Roan Drive in Rowlett, Texas is a sight worth seeing these days. Not only because of its secluded, quiet nature, but also because the natural beauty got an extra adornment.
This is not recommended for arachnophobes. Otherwise, the view is spectacular. Communal spiderwebs are lining the route in the Dallas suburb, offering viewers a reason to be astonished.
According to Mike Merchant, urban entomologist with the A&M AgriLife Extension Service of Dallas,
“Some stepping off the road for a closer look will see thousands of lanky spiders darting among the webs that extend up to 40 feet into the trees. There is a surreal quality to the extensive webbing covering these trees”.

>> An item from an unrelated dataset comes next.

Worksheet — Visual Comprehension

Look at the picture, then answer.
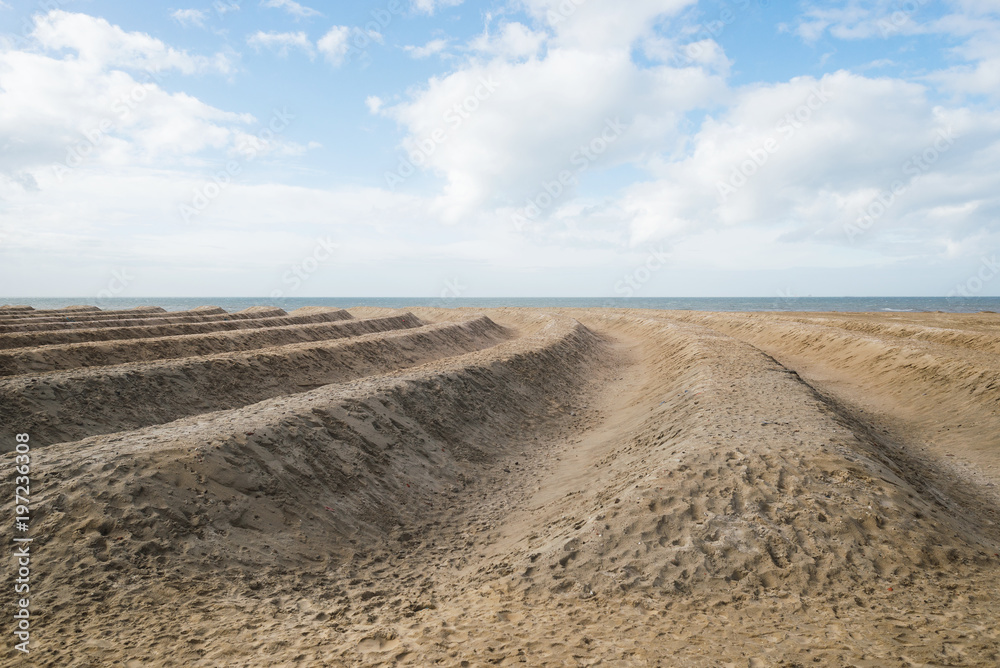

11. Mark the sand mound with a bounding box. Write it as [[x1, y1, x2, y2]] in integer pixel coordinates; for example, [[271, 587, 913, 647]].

Impressive as they are, the communal spiderwebs are not at their first appearance. In 2007, the same phenomenon was reported 35 miles from Rowlett’s Roan Drive, in Lake Tawakoni State Park.

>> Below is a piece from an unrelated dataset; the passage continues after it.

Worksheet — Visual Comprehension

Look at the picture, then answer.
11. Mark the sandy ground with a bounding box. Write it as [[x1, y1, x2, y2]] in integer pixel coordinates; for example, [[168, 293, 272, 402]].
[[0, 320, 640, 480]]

The 2007 discovery was the onset of understanding that certain spider species are capable of working together for the greater good. Typically, spiders are working alone to create their own separate webs and become agressive if their territory is trespassed.

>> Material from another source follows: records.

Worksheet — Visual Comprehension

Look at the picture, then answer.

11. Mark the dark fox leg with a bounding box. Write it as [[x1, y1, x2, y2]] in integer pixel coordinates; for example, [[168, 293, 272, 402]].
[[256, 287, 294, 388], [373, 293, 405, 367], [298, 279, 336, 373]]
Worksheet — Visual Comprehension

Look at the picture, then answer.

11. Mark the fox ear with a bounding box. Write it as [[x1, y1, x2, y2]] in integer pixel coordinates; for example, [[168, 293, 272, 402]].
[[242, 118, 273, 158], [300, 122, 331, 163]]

Thus, seeing spiders working on communal spiderwebs was a novelty. At that point, the spider-architects behind the communal projects adorning the trees were identified to be part of the Tetragnatha guatemalensis species.
The architects of the giant communal spiderwebs along Roan Drive are yet to be determined. It is possible that it is the same species, but further analysis is needed. Until then, Merchant provided an explanation for what may trigger such a behavior:
“Spider experts have indicated that those ‘right conditions’ appear to include a glut of small insects like midges that emerge at night from lakes. Without lots of food, these communal webs just don’t seem to form”.
If some might find the giant communal spiderwebs eerie, it is important to know that they are not harmful to humans under any condition.
Mike Merchant declared that as they are not aggressive and they are helpful in destroying natural tree pests, like some insects, there is no need for their abodes to be destroyed and the spiders sprayed with insecticides.
Rather, enjoy the ride along Roan Drive and the view.